Apomictic seed-set was restricted to polyploid hybrids. However, seed-set was variable and consistently lower than that of the natural apomictic fathers. The high percentage of undeveloped seeds could be because a proportion of the egg cells need fertilization for embryo development or that some central cells need fertilization for endosperm development (pseudogamy). However, additional pollinations did not increase seed-set. Only one fertilized unreduced egg cell was found (a 2n + n hybrid according to the terminology of Harlan & DeWet, 1975). Thus partial apomictic seed-set resulted from semisterility rather than from facultative apomixis.

The germination rate of the apomictic hybrids was also lower than that of the triploid fathers. Cross-sectioning showed that this was generally because of poorly developed, small embryos. Whereas in sexual Taraxacum, the endosperm has an important function in nourishing the developing embryo, in apomictic Taraxacum, this nutritive function is largely taken over by nucellar tissues (Cooper & Brink, 1949). Variation in development and functioning of these nucellar tissues may be responsible for variation in development of apomictic embryos and viable apomictic seed-set between hybrids.

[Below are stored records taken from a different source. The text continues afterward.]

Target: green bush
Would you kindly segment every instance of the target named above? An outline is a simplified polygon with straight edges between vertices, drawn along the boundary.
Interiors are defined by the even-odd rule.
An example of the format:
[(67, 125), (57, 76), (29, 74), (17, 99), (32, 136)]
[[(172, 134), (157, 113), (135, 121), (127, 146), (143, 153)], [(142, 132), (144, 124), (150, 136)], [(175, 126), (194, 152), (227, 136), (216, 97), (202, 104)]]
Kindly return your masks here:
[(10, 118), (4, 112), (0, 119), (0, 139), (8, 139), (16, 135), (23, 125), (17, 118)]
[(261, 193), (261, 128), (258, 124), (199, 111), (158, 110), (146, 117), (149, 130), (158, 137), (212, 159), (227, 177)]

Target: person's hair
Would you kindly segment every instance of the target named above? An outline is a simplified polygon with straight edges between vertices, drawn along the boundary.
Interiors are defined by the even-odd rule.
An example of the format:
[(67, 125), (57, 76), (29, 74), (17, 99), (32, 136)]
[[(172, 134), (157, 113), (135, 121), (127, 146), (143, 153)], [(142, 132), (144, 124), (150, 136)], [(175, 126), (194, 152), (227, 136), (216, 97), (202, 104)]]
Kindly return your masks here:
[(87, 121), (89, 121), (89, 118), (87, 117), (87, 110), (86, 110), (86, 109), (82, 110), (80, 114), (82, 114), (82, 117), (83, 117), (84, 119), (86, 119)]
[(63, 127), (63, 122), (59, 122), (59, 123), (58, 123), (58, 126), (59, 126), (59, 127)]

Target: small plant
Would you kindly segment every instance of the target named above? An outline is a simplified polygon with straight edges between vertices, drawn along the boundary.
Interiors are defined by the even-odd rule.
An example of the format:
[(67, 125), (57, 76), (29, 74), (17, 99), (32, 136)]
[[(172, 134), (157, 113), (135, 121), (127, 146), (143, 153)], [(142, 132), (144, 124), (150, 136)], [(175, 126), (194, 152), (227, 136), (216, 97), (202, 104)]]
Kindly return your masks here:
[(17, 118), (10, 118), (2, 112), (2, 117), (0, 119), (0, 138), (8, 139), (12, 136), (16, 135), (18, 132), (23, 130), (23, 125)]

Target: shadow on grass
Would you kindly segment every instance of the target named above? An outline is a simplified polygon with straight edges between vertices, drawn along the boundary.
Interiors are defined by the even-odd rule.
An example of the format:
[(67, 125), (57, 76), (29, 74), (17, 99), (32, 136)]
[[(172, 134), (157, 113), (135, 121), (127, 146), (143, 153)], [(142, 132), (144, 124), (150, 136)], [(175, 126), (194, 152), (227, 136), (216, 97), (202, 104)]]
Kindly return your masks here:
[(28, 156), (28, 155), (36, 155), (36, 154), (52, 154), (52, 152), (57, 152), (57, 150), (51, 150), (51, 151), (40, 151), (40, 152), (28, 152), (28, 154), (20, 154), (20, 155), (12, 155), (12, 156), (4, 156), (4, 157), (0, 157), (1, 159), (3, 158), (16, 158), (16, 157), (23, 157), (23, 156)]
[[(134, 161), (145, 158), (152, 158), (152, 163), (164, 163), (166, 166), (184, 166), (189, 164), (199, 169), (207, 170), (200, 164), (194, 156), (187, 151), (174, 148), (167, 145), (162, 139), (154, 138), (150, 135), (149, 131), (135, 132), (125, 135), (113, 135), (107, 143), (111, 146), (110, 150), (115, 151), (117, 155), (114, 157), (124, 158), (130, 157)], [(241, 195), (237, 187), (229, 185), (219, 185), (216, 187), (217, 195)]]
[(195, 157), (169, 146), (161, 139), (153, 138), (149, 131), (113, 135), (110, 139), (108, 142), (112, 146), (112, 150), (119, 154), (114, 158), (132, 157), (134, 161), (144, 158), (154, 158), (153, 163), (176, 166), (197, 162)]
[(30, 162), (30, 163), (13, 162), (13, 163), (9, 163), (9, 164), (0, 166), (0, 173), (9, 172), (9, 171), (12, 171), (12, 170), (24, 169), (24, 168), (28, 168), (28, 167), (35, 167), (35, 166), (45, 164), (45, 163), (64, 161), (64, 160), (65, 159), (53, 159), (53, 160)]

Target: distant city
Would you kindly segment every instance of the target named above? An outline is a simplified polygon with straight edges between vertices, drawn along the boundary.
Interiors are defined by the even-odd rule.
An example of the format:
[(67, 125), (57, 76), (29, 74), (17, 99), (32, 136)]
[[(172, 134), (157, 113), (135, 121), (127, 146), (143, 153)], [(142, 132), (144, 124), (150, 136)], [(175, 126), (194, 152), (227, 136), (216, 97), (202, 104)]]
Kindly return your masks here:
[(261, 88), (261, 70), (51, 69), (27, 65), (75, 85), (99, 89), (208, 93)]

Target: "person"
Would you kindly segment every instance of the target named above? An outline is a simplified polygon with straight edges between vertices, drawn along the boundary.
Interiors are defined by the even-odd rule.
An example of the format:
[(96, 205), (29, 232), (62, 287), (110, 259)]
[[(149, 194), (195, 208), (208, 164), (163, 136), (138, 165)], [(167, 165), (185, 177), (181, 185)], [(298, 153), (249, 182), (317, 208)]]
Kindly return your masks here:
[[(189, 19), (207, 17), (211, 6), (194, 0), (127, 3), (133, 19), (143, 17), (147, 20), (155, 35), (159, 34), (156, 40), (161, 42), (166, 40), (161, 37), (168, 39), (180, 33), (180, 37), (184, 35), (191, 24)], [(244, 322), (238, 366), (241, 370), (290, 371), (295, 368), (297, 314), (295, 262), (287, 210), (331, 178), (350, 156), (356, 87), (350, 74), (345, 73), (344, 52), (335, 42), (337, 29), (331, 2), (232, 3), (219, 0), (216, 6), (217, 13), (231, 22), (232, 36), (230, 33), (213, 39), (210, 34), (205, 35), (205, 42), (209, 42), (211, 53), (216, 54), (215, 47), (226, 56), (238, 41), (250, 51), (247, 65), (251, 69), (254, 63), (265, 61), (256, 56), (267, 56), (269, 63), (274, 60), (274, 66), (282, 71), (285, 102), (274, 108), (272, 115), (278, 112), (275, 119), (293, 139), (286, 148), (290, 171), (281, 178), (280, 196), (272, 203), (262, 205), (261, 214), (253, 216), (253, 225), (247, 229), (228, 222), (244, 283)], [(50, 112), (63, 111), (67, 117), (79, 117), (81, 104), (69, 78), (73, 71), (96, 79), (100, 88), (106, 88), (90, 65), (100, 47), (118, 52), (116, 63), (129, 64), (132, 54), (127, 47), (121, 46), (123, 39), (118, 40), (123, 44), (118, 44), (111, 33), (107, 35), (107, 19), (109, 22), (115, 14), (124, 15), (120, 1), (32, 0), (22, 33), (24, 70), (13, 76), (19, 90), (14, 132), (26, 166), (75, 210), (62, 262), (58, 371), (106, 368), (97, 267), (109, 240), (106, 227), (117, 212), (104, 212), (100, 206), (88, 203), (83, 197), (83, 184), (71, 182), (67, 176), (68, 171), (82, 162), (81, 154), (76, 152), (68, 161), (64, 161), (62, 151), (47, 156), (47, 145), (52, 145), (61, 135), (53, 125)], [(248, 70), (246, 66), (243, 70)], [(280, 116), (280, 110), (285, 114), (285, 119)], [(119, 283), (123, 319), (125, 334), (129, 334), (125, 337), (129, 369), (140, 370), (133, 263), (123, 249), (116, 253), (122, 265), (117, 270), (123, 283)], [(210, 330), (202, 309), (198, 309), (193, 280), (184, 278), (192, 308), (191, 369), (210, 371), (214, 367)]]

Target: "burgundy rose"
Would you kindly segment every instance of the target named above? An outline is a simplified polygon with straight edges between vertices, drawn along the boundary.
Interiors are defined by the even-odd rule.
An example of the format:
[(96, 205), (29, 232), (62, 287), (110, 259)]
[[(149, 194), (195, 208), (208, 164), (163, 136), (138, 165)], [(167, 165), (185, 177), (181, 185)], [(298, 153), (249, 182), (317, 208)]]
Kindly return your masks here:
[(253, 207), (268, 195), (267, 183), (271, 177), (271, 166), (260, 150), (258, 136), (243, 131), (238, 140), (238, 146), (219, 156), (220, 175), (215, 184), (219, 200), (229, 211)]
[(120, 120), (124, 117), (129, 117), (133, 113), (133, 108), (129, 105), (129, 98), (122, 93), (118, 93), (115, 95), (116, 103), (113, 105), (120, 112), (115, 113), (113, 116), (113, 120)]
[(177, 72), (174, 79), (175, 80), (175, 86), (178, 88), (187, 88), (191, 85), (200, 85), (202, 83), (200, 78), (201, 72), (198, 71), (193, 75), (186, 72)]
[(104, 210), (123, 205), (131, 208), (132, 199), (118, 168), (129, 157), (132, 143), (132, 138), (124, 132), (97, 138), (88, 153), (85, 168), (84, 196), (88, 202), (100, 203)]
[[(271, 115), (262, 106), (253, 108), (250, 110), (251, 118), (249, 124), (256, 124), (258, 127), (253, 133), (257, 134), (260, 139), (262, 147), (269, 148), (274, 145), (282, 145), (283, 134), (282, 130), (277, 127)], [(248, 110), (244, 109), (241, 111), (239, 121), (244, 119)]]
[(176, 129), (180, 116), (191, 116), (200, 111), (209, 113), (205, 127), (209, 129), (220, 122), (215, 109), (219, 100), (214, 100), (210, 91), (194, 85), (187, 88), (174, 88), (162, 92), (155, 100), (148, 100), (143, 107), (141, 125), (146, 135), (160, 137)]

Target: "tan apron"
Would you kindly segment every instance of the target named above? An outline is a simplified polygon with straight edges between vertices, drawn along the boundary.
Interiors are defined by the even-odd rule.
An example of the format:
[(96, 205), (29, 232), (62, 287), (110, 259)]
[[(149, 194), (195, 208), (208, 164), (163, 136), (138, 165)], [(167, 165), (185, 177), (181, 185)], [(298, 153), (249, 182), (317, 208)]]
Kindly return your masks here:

The triploid hybrids segregated for apomixis; one-third reproduced apomictically, two-thirds did not. In contrast, all tetraploid hybrids were capable of apomictic reproduction. In an accompanying paper, it is shown that apomixis in dandelions is likely to be controlled by more than one locus (Van Dijk et al., 1999). Levels of gene segregation and recombination are higher in reduced than in unreduced gametes (Mendiburu & Peloquin, 1979; Ramanna, 1979). The differences in segregation for apomixis observed in the triploid and tetraploid hybrids in the present study may be related to a greater breakdown of the paternal apomictic genotype in the reduced pollen grains that gave rise to the triploid hybrids than in the unreduced triploid pollen grains that gave rise to the tetraploid hybrids.